Agora, Joaquim era a vontade — débil, fraca — que, a perambular pela casa dos maltrapilhos da alma, sempre buscava forças para de lá sair. Uma vontade que permutava com a dúvida e, nos salões, cortejava a preguiça. Agora, Joaquim era a redenção dessa vontade. F, por sua vez, já não era mais aquele sujeito que via ouro onde havia apenas bronze. Não — era, agora, a liberdade de que essa vontade carecia para poder querer. F era essa força: uma força que, movendo a vontade, a permitia ser em comunhão com o ser. F era isso, agora. Ambos ali, os dois — cada qual com sua parcela na missa — mostravam ao nosso personagem o que, de fato, é um toque do destino.
Capítulo Terceiro — Desfecho Final.
O que é o Real?
Nosso personagem podia não saber responder,
com uma definição que preenchesse todas as lacunas da questão.
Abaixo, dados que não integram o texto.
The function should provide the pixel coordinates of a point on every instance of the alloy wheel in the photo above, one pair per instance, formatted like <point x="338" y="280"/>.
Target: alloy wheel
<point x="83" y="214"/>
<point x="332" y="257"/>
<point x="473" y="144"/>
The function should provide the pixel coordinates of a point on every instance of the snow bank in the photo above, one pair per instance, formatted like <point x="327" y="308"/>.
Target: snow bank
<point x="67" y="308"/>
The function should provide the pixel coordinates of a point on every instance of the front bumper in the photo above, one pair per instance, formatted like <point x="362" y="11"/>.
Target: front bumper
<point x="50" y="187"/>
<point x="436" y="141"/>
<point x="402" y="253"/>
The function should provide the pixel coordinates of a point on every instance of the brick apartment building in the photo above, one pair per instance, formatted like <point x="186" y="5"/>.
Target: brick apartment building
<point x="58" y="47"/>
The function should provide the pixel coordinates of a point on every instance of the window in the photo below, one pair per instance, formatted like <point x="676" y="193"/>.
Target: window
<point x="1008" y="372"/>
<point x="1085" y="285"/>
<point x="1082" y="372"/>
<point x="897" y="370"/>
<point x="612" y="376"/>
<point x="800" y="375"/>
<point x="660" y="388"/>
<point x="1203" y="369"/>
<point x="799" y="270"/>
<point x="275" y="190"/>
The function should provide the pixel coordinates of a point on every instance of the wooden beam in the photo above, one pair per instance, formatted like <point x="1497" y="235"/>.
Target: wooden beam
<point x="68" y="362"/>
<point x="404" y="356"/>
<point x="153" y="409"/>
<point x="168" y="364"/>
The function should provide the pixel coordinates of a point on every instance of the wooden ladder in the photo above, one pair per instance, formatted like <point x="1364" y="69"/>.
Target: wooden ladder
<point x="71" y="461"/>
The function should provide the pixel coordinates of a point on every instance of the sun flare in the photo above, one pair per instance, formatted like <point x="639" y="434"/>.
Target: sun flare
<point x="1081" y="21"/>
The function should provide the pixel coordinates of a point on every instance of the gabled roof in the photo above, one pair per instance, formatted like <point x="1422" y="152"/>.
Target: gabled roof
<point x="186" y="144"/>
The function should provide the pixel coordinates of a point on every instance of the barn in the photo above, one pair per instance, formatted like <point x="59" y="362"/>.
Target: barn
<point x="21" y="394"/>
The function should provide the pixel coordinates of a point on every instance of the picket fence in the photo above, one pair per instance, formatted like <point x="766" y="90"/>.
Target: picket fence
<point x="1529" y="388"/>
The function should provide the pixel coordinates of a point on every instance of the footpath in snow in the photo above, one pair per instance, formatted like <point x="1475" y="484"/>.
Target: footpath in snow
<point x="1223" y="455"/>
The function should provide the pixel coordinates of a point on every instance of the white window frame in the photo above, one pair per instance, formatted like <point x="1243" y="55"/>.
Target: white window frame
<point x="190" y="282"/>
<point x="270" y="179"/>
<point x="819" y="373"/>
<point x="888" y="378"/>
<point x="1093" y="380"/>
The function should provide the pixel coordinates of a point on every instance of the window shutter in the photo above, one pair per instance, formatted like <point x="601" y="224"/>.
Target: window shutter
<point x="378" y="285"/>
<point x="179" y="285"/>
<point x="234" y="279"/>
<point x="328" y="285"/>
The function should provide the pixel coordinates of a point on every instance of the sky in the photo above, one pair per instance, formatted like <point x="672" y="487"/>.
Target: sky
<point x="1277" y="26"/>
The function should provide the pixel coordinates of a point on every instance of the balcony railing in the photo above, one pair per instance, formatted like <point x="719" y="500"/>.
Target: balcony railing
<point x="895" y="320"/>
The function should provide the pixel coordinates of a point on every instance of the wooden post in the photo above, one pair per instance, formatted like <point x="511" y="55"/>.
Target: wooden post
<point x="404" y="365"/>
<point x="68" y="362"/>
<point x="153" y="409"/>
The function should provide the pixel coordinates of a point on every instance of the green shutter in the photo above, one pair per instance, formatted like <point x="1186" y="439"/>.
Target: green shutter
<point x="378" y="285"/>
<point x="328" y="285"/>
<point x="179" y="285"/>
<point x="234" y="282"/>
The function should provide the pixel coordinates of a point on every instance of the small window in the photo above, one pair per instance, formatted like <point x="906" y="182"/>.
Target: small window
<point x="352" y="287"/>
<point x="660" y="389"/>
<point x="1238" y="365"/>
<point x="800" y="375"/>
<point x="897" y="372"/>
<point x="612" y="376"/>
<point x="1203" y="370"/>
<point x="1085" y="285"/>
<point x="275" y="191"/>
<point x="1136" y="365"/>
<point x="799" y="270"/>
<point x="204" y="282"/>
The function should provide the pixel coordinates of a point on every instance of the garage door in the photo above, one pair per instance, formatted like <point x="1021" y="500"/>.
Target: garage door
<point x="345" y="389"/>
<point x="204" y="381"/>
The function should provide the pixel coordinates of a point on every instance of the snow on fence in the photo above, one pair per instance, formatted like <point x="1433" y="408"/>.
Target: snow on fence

Mas, depois daquele domingo na missa,
ele passou a saber o que não era o Real.
Vou relatar aqui como ele me falou:
— Senhor narrador, posso não saber o que é o Real,
mas, após um toque do destino,
passei a distinguir o que não é o Real.
Todo esse mundo desconectado do espírito,
envolto em desejos frívolos,
ansiando apenas pelo número,
e desfazendo-se do essencial...
isso não pode ser o Real.
A ilusão dos tempos — o ouro, a fama, a segurança —
tudo isso que o espírito da época nos oferece,
isso não é o Real.
O medo, em sua forma mais habitual —
o remorso e a angústia —
devora homens e mulheres
que, por uma dívida simples com ele,
pagam com a alma.
Isso não é o Real.
A loucura, outrora tratada como sanidade dos tempos,
agora é perseguida.
São loucos os sábios de ontem,
e sábios os asnos de outrora.
Chamam tudo isso de normalidade.
Perseguiram a normalidade —
mas ela nunca foi normal.
E eu te digo, narrador:
isso não é o Real.
Líderes que apenas fingem liderar,
amigos que já não buscam as mesmas coisas,
aquele pai, aquela mãe —
agora vendem seus filhos.
E as crianças,
agora vendem seus pais.
Me fale, narrador...
Eu te digo:
isso não é o Real.
Como falei, posso não saber definir,
mas agora sei distingui-lo.
Não é real o fluido do tempo,
nem tampouco a figura do espaço.
Não é real o prazer que se foi,
nem a esperança que anseio em vir.
Não é real, não é real.
Depois de dito isso, perguntei ao nosso personagem:
— E a vida... ela é real?
Responde ele:
— Narrador, narrador...
Só há começo quando se chega a um fim.
E é o fim que precipita o início de algo.
Como uma certeza
que só pode nascer da dúvida,
que dança de um lado para o outro
buscando repouso.
Logo, sim — a vida.
Mas esta só existe verdadeiramente na morte.